In China, everything is booming. Last year, the country's worst-performing year in more than a decade, the economy grew by a more-than-respectable 7.8 percent. China is now the number two economy in the world, and this rampant growth has brought a surge in pretty much everything you can think of. The soaring need for materials and energy has sent the country racing to build natural resource, energy infrastructure and housing on a massive scale.
Early last year, says The Week, the Ark Hotel, a 30-story building, went up in just over two weeks. In the housing industry, says the Daily Mail, there are plans to build "20 cities a year for the next 20 years."
China is the world's largest producer of wind power. And, already the second-largest solar energy provider, China is looking to "double its installed capacity for solar electricity" by the end of the year. Even after a recent turn away from coal power, the country is still planning hundreds of new plants.
Against this backdrop, the Guardian reports that China could become one of the world's largest players in the fracking industry: there are massive stores of natural gas in shale rock formations across the country.
[A]n 24 October white paper on energy development released by China's top cabinet… "calls for ramping up the industry and pumping 6.5 billion cubic meters of natural gas from underground shale formations by 2015."
"The model for China's anticipated success is the US shale gas sector," the article states. "Geologists estimate the nation's recoverable reserves at about 25 trillion cubic meters, on par with the United States."
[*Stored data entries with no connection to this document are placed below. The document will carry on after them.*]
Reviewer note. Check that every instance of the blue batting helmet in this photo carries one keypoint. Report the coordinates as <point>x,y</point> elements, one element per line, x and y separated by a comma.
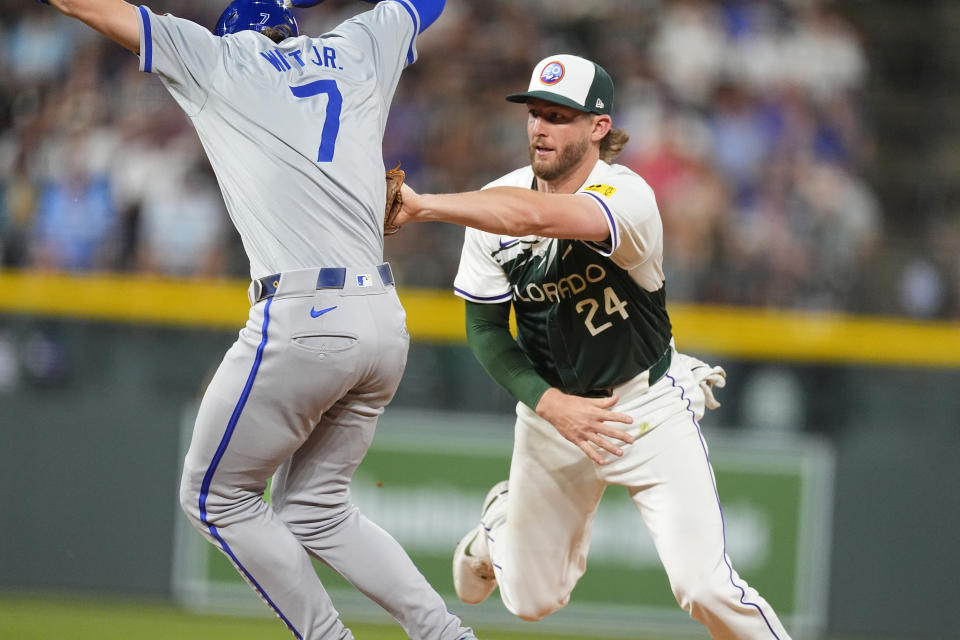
<point>254,15</point>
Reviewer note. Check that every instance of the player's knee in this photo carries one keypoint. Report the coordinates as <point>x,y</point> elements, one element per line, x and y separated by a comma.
<point>528,605</point>
<point>696,596</point>
<point>190,497</point>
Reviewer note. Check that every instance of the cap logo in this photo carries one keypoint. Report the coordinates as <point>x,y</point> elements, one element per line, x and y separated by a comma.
<point>552,73</point>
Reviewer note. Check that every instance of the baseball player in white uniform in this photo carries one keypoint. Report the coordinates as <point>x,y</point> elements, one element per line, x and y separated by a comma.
<point>293,128</point>
<point>575,246</point>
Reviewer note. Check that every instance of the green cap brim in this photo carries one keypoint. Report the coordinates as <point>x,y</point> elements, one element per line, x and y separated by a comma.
<point>549,97</point>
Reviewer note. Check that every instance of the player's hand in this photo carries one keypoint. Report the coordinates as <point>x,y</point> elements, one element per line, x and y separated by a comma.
<point>583,421</point>
<point>411,205</point>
…In order to reach the government's annual shale gas production goal of 6.5 billion cubic meters by 2015, as many as 1,380 wells will need to be drilled across the country, requiring up to 13.8 million cubic meters of water, an industry source told Caixin.
But though the potential is there, says Nature, the government seems to be taking its time on the push to frack. China hasn't had that much that experience with the technique of hydraulic fracturing—of pumping a high pressure sand solution into the ground to crack open difficult to reach methane wells:
"In the United States, it took 60 years and 200,000 wells" to lay the groundwork for the shale-gas revolution. China has drilled fewer than 100 wells, and its geology is different. Many of the Chinese shale formations have a high clay content, for instance, which makes them more pliable and less apt to fracture. Many are also deeper. "We simply have no idea about whether or not the geology is going to produce," Friedmann says.
Natural gas, burning cleaner than coal, could have strong benefits in terms of mitigating climate change if China put its full force behind it. But fracking has been associated with environmental issues, too. The goal, if and when the country does decide to drill, is for China's fracking industry to evolve a little more deliberately than the one in the U.S.
China is going to be able to leapfrog over some of the stages that the United States went through," Banks says. "We are pushing to make sure that it is leapfrogging the environmental impacts as well.